Odyssey Logistics has had its debt rating upgraded by Moody’s Investors Service, with its commentary providing a small window into the current 3PL market.
There are few publicly traded 3PL companies; CH Robinson (NASDAQ: CHRW) is by far the biggest. And there aren’t many 3PLs with publicly traded debt that receive ratings from major rating agencies like Moody’s.
Conditions are good enough for Odyssey, which is owned by private equity firm The Jordan Co., that it led Moody’s to raise its rating for the company from B2 to B3, while its default rating probability is changed from B2-PD to B3-PD .
On specific debt issues, Odyssey’s senior secured debt was upgraded from B1 to B2 and second-tier senior secured debt was upgraded from Caa1 to Caa2.
Odyssey’s outlook for its debt rating has been listed as stable, meaning conditions are not in place for a further upgrade or downgrade to its rating.
With a family rating of B2, Odyssey’s debt is still deep in non-investment or “trash” territory. It is now five notches in non-investment territory. In contrast, CH Robinson’s debt rating was confirmed earlier this year at Baa2, which is investment grade and six notches higher than the last Odyssey rating.
Odyssey, which specializes in the brokerage of chemicals, metals and bulk liquids, has received three Moody’s shares in the past three years. In late August 2021, Moody’s changed Odyssey’s outlook from stable to negative. A year earlier, Odyssey had its B3 rating confirmed by Moody’s.
In its late August review, Moody’s said Odyssey’s debt-to-EBITDA ratio had “significantly improved” from a 7x ratio at the start of 2021 to a 4.3x ratio in June. “Higher volumes and freight rates over the past 12 months have supported Odyssey’s significant revenue and earnings growth,” the analysis said.
That revenue growth is expected to slow “significantly” to around 3% next year, “as general freight market conditions normalize from the past two years.” About half of Odyssey’s revenue is based on industrial activity, the report said, citing the chemicals and metals business. “Moody’s expects demand in these end markets to remain strong through 2022, but notes that these markets are more susceptible to lower volumes and earnings pressure during an economic downturn.”
And if those markets slow down, Moody’s said, “the operational efficiencies and cost reduction actions the company will take in 2022 will keep its EBITDA margin above 11%.” EBITDA margin is defined as a company’s operating profit as a percentage of revenue.
Rating agencies’ concerns are strictly driven by a company’s ability to service its debts.
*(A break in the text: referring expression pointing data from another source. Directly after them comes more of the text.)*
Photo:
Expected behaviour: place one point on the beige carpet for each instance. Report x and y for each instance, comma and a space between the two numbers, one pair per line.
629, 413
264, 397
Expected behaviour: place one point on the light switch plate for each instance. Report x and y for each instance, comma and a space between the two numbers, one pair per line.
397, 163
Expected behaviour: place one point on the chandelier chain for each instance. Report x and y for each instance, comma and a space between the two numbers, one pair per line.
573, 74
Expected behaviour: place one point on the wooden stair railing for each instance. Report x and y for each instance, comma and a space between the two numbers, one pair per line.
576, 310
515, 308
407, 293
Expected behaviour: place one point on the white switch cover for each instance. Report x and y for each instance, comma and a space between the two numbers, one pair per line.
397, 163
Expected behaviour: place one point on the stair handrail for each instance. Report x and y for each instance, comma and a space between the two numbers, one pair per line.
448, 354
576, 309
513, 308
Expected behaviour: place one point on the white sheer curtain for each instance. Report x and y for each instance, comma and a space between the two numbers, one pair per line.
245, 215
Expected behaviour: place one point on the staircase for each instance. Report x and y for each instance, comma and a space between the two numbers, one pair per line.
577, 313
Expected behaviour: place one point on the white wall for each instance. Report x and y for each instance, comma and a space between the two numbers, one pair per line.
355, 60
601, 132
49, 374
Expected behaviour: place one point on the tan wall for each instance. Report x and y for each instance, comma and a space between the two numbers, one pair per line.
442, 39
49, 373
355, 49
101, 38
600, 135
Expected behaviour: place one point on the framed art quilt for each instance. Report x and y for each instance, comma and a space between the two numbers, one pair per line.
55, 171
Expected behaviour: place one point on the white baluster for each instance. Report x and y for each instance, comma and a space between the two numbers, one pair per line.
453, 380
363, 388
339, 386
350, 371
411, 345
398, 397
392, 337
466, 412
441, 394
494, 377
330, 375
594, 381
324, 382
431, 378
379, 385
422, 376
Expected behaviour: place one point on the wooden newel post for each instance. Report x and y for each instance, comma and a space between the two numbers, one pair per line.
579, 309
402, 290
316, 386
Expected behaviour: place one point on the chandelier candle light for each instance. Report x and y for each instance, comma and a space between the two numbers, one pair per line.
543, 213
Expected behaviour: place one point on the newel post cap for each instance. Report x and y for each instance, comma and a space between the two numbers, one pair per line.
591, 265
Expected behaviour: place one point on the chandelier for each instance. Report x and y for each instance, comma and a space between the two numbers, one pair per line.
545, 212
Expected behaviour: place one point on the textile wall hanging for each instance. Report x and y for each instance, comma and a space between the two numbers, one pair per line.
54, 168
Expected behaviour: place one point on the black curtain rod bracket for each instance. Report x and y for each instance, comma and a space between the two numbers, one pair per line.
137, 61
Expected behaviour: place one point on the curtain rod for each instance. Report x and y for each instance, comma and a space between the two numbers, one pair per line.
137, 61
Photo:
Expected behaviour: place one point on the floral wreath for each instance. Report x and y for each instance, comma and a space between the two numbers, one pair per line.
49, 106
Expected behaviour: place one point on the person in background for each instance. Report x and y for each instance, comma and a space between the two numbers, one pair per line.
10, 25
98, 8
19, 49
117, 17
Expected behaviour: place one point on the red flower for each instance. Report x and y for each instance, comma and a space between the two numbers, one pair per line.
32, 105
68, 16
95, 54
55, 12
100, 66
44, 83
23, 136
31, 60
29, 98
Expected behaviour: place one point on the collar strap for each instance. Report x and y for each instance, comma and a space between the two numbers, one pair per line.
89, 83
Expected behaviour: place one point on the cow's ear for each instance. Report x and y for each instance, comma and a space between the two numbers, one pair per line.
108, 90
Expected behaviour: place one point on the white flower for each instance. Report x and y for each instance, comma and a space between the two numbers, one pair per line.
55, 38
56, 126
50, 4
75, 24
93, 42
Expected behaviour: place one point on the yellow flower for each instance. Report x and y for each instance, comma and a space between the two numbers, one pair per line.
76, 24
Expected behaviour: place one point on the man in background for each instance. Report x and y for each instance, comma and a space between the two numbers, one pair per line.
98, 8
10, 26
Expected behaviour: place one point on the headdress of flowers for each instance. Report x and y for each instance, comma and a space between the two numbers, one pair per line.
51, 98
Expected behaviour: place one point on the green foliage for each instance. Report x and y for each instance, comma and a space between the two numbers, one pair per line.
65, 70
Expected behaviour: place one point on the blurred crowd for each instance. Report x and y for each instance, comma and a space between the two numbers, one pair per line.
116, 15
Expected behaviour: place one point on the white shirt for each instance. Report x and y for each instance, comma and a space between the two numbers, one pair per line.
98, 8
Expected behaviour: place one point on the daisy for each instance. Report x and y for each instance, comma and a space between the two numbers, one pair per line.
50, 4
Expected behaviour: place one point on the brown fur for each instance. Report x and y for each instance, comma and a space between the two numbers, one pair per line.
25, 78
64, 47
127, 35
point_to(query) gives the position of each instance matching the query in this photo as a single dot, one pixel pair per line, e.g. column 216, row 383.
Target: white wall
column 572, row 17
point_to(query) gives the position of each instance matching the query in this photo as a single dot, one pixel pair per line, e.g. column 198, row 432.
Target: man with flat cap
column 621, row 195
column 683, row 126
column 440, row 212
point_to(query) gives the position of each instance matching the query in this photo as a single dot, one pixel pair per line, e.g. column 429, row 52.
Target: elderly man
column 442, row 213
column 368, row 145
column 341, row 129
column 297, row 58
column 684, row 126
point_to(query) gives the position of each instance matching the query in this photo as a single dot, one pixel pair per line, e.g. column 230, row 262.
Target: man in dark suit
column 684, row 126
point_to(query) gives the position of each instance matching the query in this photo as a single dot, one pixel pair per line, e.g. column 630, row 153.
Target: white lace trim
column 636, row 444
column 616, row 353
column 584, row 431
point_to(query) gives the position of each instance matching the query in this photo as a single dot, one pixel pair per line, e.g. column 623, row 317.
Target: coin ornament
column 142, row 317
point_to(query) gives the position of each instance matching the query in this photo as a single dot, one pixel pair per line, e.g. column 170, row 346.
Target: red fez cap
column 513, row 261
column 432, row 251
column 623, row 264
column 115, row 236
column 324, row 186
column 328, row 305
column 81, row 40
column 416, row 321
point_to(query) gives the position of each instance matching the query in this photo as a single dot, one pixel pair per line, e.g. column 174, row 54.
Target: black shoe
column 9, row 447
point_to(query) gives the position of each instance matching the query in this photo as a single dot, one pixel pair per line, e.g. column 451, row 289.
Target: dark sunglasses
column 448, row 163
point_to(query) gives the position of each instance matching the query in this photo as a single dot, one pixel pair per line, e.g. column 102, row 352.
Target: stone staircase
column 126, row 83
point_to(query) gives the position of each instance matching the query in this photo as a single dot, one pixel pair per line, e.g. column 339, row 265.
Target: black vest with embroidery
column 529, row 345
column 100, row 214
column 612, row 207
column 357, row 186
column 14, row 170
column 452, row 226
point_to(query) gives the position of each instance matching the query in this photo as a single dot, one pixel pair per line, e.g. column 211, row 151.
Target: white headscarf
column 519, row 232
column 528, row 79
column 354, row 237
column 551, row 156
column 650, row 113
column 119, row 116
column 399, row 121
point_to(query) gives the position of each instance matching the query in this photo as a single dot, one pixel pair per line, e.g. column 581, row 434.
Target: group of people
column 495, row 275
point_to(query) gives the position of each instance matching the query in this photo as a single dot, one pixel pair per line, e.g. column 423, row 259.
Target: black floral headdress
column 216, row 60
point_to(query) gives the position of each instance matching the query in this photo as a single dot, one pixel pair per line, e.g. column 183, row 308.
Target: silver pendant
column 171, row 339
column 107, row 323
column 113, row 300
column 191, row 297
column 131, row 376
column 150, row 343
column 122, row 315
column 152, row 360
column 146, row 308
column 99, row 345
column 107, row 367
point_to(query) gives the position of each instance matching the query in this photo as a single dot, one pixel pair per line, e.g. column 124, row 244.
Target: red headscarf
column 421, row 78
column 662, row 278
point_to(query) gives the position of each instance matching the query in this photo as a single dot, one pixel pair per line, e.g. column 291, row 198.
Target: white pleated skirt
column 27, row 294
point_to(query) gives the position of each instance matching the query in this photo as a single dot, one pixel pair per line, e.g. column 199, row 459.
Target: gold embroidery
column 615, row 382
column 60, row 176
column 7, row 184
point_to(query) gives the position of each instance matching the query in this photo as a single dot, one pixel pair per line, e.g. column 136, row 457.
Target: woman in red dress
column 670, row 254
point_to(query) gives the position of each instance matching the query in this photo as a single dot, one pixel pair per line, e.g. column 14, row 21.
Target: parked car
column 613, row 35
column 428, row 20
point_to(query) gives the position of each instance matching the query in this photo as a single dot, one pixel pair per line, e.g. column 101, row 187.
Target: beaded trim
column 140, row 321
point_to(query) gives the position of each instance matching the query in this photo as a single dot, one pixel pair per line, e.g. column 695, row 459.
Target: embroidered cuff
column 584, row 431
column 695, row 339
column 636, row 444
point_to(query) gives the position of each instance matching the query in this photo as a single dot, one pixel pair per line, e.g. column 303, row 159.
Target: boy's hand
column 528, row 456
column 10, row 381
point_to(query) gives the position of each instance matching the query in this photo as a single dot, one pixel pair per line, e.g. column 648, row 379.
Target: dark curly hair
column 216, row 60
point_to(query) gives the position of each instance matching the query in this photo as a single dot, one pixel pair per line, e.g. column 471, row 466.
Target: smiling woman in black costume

Moody’s said “event risk” at Odyssey is high, given that the 3PL could “increase leverage to pursue acquisitions,” or conversely take on new leverage to make distributions to its shareholders, including Jordan. Most of Odyssey’s debt matures in two years, Moody’s said. And “although not a concern at this time, rollover risk will become more prevalent in the second half of 2023.”
Moody’s said Odyssey has “adequate liquidity” through next year, with cash on hand of about $30 million and full access to a $60 million revolving line of credit. The agency said a line of credit of this size is “modest” for the company’s revenue base.
In its report last year changing the outlook to stable, Moody’s said Odyssey’s revenue for the 12 months ended March 21, 2021 was about $880 million. He didn’t give a figure in the report accompanying the upgrade, but frequent references to year strength suggest revenue was significantly higher.
Another measure of a company’s ability to service its debt is its free cash flow to debt. Moody’s said it expects Odyssey to generate “at least” 5% FCF this year and next, “which is significantly above historical levels.”
A spokeswoman for Odyssey declined to comment on the report.